The Antagonist is the father of the girl who was ostensibly raped. He wants justice to take its normal course for that town, which would be a conviction based on race. He wants the status quo. This fellow, Bob Ewell, is opposed to Protagonist Atticus’ goal. So, the plot’s logistics revolve around these two characters.

But Scout, as Main Character, has her devil’s advocate voice that is her obstacle in the passionate story regarding the message issue. The character that has the greatest impact on her worldview, the greatest obstacle to maintaining her preconceptions is Boo Radley. Boo is a mentally challenged man who lives down the street in the basement of his parent’s home. All the kids in the neighborhood, including Scout, know him to be a monstrous “boogey man” who feasts on small children. But that is just a rumor based on fear. In fact, he is quite gentle and protective of the kids who never meet him directly. He looks out for them, but they don’t see it and despise him. Only when he rescues Scout from a vengeful Bob Ewell does the truth of his caring nature come out. Scout must change her mind about Boo.
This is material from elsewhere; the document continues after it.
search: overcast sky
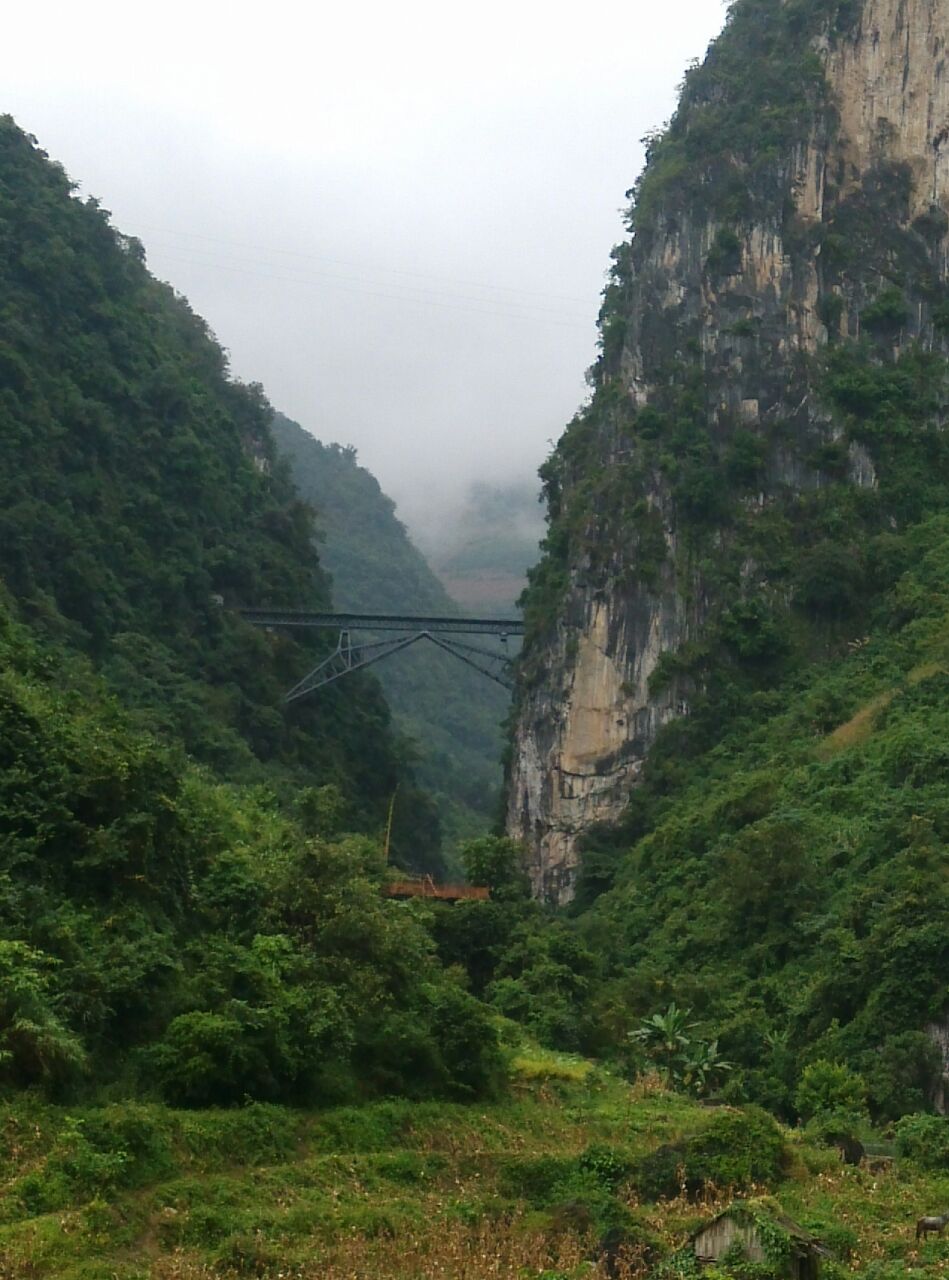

In this manner, while we root for the virtuous Atticus, we are suckered into being prejudiced ourselves as we identify with Scout and accept her prejudices without any direct evidence or experience of our own. This is clearly a wonderful use of the technique of splitting all four characteristics.

In other stories, the Protagonist character is also the Main Character but the Obstacle Character is the Love Interest and the Antagonist is the rival. Such an arrangement is the classic “dramatic triangle” in which the logistics of the plot regarding the goal are fought out between the Protagonist/Main Character and the Antagonist rival, but the passionate argument regarding changing one’s nature is developed between the Protagonist/Main Character and the Obstacle Character Love Interest.

The film Witness does it a bit differently. The female lead, Rachel is the Love Interest, but also the Main Character. We actually see the story through HER eyes, not through the eyes of John Book (the Harrison Ford part). Rather, Book is the Obstacle Character, the one who tempts Rachel to abandon her Amish traditions and community to run off with him to the land of the “English.”

The corrupt police captain (Book’s boss) is the Antagonist. So, the plot revolves around Book against his boss, and the passionate story about changing one’s mind revolves around Book and Rachel., but it is seen through HER eyes.

So, the Antagonist is quite important in Dramatica, as is the Protagonist, Main and Obstacle characters. What Dramatica brings to this part of story is a clear understanding of how these logistic and passionate attributes of the Story Mind can be distributed in other ways than just as the stereotypical hero and villain.